HMRC have lost its appeal over Rangers’ use of Employee Benefit Trusts [EBTs] in what was dubbed the ‘Big Tax Case’.
Judge Lord Doherty dismissed HMRC’s appeal against the First Tier Tribunal decision, but several issues were sent back to the panel to reconsider.
HMRC had claimed payments made to players and other employees, through the EBT scheme, should be taxable. However, the Murray Group, which owned Rangers argued they were loans.
A majority verdict, in the FTT, ruled in favour of Rangers [in principle]and ordered that HMRC’s demands of £46.2 million, be ‘reduced substantially’.
The upper tier tribunal ruling, announced today, has largely upheld the FTT verdict but some payment will have to be re-examined by the FTT. Payments including termination and guaranteed bonus payments.
The judgement, which has no impact on the current Rangers or their owners, reads: “The appeal is dismissed except in so far as it relates to the termination payments.
“I shall remit the case to the FTT with a direction to allow the taxpayers’ appeals against the assessments relating to the payments to the sub-trusts of Sir David Murray, his sons, Mr McClelland and Mr MacMillan; to proceed as accords in relation to the termination payments, the payments in respect of guaranteed bonuses, and any related questions of grossing up.
“Standing my findings and my disposal, the remit should be to the FTT as originally constituted.”
After the ruling was announced, Sir David Murray issued a statement welcoming the decision.
Murray said: “In response to the release of the judgement of the Upper Tier Tax Tribunal (“UTT”) on HMRC’s appeal against the original decision of the First Tier Tax Tribunal (“FTT”) on the operation of the Employee Benefit Trust (“EBT”), a spokesperson said: “We are satisfied that the UTT has now published its widely awaited decision and note the contents thereof. We are pleased with the judgement which again leaves negligible tax liability and overwhelmingly supports the views collectively and consistently held by our advisers, legal counsel and MIH itself.
“We will therefore review the detailed content of the decision with our legal counsel and advisers to ascertain what action, if any, is now required by MIH.
“The decision substantially reduces HMRC’s claim in the liquidation of the old Rangers Football Club.
“While we have been successful in both the FTT and UTT, there are, as we have stated previously, no victors.
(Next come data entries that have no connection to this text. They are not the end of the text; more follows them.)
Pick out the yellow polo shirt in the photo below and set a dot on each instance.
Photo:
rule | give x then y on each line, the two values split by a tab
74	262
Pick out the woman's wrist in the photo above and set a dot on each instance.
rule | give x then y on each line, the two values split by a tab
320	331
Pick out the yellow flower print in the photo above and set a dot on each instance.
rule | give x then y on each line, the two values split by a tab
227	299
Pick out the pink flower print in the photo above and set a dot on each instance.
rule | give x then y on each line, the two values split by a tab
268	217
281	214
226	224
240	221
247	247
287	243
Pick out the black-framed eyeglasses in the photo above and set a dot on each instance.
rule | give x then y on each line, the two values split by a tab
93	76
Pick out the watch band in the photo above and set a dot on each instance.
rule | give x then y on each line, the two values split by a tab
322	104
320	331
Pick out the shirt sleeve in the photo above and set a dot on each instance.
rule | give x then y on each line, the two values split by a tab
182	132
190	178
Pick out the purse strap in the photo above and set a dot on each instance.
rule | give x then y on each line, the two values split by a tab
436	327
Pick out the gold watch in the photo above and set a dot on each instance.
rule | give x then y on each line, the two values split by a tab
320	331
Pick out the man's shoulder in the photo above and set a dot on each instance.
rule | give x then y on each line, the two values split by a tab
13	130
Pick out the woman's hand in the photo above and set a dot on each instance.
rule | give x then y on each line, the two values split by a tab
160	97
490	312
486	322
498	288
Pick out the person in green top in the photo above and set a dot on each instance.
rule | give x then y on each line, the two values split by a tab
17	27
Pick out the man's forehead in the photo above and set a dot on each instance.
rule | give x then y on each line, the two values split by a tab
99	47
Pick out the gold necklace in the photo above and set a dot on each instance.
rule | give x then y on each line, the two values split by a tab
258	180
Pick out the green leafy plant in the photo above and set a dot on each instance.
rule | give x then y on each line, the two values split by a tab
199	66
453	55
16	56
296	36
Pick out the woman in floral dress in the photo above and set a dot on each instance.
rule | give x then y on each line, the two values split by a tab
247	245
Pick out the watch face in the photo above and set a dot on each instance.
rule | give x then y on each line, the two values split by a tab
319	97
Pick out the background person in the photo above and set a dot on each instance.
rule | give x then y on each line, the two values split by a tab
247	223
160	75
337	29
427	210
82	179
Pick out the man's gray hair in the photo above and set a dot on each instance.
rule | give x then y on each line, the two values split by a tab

This has been an exceptionally long, difficult and expensive process involving not just the FTT and UTT but also several approaches to resolve the matter with senior HMRC officials on a commercially sensible basis for all parties which were rejected.
“MIH has, at all times, recognised that the tax tribunal proceedings stemmed from arrangements put in place during its ownership. They were introduced before legislative changes removed the tax efficiency of such arrangements from the end of 2010.
“However, it is obvious that the much publicised existence of these proceedings over-shadowed Rangers Football Club for many years and tarnished the external perception of its value. There can be little doubt that despite favourable legal opinion, potential acquirers were therefore dissuaded from pursuing their interest during a period in which we were marketing the sale of MIH’s shareholding.
“The case has also stimulated extensive press and social media comment, discussion and speculation, a significant quantity of which has been ill informed. During proceedings, it would have been entirely inappropriate for us to highlight fundamental misunderstandings or contribute to this public debate.
“Notwithstanding all of this, it is abundantly clear that Rangers Football Club would not have gone into administration or liquidation had the purchaser fulfilled its contractual obligations and responsibilities. Similar to the resolution of the UTT appeal, we hope that the relevant authorities conclude their investigations and commence proceedings at the earliest opportunity.”